HiViS: Hiding Visual Tokens from the Drafter for Speculative Decoding in Vision-Language Models

Xie, Zhinan, Wang, Peisong, Qiu, Shuang, Cheng, Jian

arXiv.org Artificial Intelligence 

Speculative decoding has proven effective for accelerating inference in Large Language Models (LLMs), yet its extension to Vision-Language Models (VLMs) remains limited by the computational burden and semantic inconsistency introduced by visual tokens. Recent studies reveal that visual tokens in large VLMs are highly redundant, and most of them can be removed without compromising generation quality. Motivated by this observation, we propose HiViS (Hiding Visual T okens from the Drafter for Speculative Decoding in Vision-Language Models), a framework that utilizes the target VLM as a semantic fusion model, allowing the drafter to obtain visual information without explicitly processing visual tokens, ensuring that the drafter's prefill sequence length matches that of the textual tokens.

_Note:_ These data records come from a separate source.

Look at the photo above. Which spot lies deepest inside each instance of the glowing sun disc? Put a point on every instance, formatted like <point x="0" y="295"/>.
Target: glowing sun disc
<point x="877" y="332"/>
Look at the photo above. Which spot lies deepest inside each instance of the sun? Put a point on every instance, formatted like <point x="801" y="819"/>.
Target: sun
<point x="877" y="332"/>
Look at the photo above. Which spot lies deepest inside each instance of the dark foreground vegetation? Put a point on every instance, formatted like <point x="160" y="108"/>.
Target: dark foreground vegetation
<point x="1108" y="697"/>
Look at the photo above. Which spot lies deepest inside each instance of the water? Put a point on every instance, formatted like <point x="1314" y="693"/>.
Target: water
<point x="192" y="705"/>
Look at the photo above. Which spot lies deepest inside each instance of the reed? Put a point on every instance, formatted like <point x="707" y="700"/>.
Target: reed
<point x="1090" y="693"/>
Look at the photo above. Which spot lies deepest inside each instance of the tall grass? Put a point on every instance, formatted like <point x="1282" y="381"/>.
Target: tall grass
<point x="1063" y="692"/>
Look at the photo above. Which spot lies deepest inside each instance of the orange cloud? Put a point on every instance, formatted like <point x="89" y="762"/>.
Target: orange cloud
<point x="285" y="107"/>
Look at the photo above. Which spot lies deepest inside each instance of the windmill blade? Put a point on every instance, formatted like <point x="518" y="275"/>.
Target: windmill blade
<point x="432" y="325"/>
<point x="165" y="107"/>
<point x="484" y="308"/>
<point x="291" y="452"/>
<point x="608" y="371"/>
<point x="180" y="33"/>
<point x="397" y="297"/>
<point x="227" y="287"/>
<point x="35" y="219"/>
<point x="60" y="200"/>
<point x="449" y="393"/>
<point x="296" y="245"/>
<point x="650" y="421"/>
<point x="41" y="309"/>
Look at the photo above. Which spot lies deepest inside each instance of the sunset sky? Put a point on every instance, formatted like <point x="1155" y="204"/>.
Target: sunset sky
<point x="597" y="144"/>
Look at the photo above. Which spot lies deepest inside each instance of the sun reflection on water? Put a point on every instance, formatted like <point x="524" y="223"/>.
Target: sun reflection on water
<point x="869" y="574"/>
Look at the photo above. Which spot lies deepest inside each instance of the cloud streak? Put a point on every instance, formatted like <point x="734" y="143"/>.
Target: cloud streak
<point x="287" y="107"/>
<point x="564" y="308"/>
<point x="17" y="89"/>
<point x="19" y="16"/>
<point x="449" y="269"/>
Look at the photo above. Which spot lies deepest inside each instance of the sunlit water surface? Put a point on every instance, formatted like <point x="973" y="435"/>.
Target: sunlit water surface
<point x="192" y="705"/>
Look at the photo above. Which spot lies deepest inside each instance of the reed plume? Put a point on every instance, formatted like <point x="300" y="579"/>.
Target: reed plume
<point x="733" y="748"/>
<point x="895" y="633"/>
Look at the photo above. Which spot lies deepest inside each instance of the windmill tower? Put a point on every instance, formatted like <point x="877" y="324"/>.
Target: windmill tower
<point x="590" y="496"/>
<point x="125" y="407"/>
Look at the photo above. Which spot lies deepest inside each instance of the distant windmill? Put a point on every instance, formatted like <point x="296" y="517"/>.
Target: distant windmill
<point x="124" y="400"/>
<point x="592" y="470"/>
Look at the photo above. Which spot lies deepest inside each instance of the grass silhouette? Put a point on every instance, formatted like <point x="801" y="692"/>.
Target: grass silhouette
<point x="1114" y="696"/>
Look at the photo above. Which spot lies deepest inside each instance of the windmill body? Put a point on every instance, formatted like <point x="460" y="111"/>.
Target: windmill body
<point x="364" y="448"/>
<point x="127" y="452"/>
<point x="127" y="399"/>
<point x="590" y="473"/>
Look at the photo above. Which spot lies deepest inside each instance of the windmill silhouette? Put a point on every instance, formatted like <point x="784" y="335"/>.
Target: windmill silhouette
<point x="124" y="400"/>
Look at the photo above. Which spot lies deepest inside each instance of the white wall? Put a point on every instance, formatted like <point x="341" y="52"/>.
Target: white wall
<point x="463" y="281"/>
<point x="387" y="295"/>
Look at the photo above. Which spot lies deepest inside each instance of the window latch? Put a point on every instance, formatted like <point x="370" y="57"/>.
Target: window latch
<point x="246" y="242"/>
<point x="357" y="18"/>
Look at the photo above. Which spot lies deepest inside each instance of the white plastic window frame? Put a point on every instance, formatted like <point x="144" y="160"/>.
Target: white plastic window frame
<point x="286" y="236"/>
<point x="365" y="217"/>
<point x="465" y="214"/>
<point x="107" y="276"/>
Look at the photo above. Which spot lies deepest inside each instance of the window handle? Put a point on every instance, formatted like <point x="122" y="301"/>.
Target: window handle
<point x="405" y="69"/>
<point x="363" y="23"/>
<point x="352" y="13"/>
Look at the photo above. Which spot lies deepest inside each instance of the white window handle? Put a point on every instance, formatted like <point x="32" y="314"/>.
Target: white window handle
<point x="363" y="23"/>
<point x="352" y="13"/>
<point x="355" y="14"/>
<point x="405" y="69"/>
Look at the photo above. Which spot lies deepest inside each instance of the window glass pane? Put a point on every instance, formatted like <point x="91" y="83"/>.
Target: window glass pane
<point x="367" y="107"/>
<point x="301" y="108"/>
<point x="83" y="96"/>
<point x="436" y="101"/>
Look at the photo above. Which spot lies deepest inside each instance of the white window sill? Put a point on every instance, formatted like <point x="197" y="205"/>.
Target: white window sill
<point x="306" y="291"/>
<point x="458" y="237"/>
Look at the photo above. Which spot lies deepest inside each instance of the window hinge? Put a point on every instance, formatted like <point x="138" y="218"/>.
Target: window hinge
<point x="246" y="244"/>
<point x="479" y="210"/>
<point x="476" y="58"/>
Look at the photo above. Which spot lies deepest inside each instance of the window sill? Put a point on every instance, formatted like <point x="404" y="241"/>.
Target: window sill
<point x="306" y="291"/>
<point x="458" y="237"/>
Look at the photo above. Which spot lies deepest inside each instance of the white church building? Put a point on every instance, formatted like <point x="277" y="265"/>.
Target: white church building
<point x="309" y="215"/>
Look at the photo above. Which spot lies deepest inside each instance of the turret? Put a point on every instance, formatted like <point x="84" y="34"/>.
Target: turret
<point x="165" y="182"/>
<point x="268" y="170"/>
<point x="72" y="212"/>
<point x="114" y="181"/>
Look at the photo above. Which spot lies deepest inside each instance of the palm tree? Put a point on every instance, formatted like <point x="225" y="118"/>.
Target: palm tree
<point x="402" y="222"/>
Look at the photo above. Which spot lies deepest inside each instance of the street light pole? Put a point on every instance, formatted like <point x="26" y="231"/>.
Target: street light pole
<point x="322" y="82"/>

Furthermore, HiViS employs a time-step-aware aligned training scheme that allows the drafter to autonomously propagate and refine instructive visual-textual semantics during independent drafting, guided by step-dependent bias-correction residuals. Extensive experiments across representative VLMs and benchmarks demonstrate that HiViS achieves significant improvements in average acceptance length and speedup ratio.